More than just a ‘60s/’70s funk group, Sly & The Family Stone were a musical army. Instead of guns, there were guitars; rather than a single bugle, a serious horn section. In 1968, they issued an official order to their “souldiers,” and really anyone who wanted to enlist, to simply dance to the music. Sly Stone (Sylvester Stewart), the grinning general and deep-voiced patriarch of this revolutionary group, entrusted one of his officers, the trumpeter Cynthia Robinson, to shout this decree. It’s Robinson’s exclamation at the dawn of “Dance to the Music” that became a soulful reveille heard loud and clear across this great land via vinyl and 8-track; an impassioned cry that also has Robinson later shouting, “All the squares go home!”
Sly meticulously breaks down the rich, full sound that is “Dance to the Music,” creating a compelling brass-clad argument for why one and all should follow this new order. The track celebrates the unique and necessary role each instrument has in constructing and layering a song. Whether you were moved by ‘50s-inspired doo-wop harmonies, Wilson Pickett’s “Mustang Sally,” or maybe you “only need a beat,” there’s no excuse not joining this “dance, dance revolution”; whatever you like, it’s got you covered.
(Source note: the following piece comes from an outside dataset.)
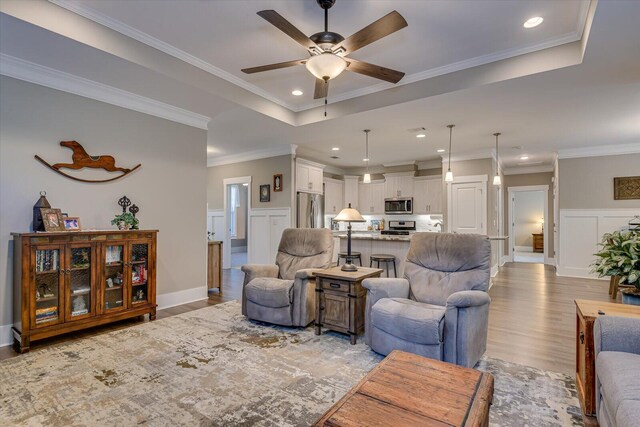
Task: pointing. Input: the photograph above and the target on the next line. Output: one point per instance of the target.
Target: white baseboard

Just as diverse individuals would ideally come together to make up a harmonious society based on integration, not segregation, every instrument is an important contribution, “everybody is a star.”
It was some 25 years after its release when Madonna, on The Girlie Show World Tour, incorporated a version of this treatment into the finale song, “Everybody,” as the way to introduce her band members. (Skip to 4:44 of the footage embedded below; also her introduction of the bass player, Victor Baley is one of my favorite moments on DVD.) She also mashes up the second verse from Sly & The Family Stone’s “Everybody is a Star” into the beginning of this live performance.
“Dance to the Music” is Sly’s vision of music as the way to unify, allowing all of its listeners a period of détente, where the focus is less on enemy lines and more on bass lines.